Wir entscheiden uns gegen den verlockenden Sessellift. Gernot meint, dass so ein bisserl Bergsteigen nach dem langen Sitzen nicht schlecht ist. Der Anstieg zur Breslauer Hütte ist unspektakulär. Der zweite Lift wird gerade saniert und so begleitet uns gar Baulärm! Nach gut zwei Stunden sind wir dann auf der Breslauer Hütte und sitzen auch bald beim Abendessen. Der Rotwein schlägt auf 2.844m zu, bleierne Müdigkeit legt sich über uns. Schon vor neun sind wir in unserem Zimmerlager. Ich verkünde noch, dass die Prognose für morgen völlig problemfrei ist, aber da höre ich schon regelmäßige Atmung von neben und von ober mir.

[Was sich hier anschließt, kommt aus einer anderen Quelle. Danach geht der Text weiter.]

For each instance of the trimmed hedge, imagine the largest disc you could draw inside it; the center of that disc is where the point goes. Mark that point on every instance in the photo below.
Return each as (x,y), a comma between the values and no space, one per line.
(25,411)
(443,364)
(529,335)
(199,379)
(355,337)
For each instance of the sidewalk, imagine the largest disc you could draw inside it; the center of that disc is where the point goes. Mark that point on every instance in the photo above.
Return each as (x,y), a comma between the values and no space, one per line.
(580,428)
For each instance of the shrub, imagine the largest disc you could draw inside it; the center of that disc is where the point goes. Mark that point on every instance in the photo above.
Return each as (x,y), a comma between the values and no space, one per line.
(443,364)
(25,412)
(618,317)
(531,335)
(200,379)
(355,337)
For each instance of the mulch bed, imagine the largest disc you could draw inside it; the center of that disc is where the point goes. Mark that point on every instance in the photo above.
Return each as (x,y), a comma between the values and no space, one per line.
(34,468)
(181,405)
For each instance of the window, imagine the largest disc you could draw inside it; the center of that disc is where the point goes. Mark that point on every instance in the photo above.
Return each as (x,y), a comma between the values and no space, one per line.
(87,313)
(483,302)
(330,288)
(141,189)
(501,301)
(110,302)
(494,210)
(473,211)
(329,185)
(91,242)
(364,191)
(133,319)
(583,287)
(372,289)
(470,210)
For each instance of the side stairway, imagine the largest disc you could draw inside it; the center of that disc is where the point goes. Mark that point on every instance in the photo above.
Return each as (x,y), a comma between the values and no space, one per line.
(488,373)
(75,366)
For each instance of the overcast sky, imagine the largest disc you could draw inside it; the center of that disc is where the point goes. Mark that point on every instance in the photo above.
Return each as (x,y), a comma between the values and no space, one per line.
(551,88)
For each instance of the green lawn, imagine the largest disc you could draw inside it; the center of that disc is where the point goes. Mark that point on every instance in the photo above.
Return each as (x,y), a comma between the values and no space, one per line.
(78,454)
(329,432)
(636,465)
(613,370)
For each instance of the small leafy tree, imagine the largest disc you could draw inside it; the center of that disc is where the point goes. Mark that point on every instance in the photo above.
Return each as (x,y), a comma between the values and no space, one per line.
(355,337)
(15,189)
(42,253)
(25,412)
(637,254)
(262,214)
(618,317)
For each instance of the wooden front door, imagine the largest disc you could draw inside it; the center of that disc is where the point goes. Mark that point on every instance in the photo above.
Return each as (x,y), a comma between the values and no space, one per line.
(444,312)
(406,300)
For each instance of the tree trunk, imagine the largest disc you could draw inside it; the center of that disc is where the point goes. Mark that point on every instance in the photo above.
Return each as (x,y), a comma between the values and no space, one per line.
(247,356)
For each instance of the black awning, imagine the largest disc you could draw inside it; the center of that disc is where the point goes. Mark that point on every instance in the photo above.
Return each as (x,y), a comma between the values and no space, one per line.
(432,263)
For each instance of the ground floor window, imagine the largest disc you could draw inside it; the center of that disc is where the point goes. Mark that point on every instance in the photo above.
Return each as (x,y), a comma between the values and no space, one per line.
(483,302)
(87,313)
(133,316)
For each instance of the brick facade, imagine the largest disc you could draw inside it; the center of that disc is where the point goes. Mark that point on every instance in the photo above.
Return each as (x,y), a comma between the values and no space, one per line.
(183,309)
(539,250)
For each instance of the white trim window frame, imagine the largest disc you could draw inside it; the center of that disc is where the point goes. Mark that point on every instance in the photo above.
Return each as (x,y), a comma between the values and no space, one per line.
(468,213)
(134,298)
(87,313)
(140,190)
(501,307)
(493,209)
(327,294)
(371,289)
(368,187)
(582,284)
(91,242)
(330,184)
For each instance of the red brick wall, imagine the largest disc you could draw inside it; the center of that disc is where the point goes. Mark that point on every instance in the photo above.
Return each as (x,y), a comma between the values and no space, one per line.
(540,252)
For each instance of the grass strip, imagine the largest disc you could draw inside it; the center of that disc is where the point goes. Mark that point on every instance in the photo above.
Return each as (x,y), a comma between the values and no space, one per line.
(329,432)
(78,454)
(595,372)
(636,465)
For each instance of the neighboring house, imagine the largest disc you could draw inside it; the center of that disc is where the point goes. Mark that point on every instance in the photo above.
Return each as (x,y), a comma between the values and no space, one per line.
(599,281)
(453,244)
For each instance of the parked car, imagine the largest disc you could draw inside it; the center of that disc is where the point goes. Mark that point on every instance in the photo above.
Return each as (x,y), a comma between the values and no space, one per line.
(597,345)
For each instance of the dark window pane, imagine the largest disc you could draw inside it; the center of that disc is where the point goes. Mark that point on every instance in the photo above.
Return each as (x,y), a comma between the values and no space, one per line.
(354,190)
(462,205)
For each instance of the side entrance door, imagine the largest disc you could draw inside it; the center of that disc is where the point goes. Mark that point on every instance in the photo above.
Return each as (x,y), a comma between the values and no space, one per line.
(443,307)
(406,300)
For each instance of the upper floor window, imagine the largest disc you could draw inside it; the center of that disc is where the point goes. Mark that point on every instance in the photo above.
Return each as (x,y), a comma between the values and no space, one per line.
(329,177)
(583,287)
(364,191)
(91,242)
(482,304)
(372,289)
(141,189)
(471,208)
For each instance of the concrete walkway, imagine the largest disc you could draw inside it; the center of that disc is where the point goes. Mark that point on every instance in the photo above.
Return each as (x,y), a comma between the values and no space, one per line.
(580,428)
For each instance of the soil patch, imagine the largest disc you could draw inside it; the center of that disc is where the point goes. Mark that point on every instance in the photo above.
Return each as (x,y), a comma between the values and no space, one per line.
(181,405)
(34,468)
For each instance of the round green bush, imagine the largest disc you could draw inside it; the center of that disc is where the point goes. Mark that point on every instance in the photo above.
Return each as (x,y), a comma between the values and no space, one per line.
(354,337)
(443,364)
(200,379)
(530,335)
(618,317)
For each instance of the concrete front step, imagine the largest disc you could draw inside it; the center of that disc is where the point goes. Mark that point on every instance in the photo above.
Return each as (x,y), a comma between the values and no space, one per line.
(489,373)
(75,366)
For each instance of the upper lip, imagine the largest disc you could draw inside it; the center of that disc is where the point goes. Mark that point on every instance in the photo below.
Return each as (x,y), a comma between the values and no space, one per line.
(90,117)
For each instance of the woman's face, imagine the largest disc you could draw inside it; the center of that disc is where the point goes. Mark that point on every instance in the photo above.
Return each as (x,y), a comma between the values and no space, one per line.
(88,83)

Für die Gipfelstürmer der Wildspitze ist das Frühstück für 5 Uhr bis 5 Uhr 30 angesetzt. Upps – das ist früh! Ja, die Bergführer empfehlen das und der Hüttenwirt hält sich daran. Ungewöhnlich früh ist der Wecker gestellt. Aber die anderen Bergsteiger machen eh so einen Lärm, dass an ein Weiterschlafen nicht zu denken gewesen wäre. Gernot, unsere Espresso-Diva, hat auch hier wieder Sonderbehandlung durchgesetzt und bringt sich mit einem doppelten Espresso in Schwung, während der normale Gast Filterkaffee schlürft.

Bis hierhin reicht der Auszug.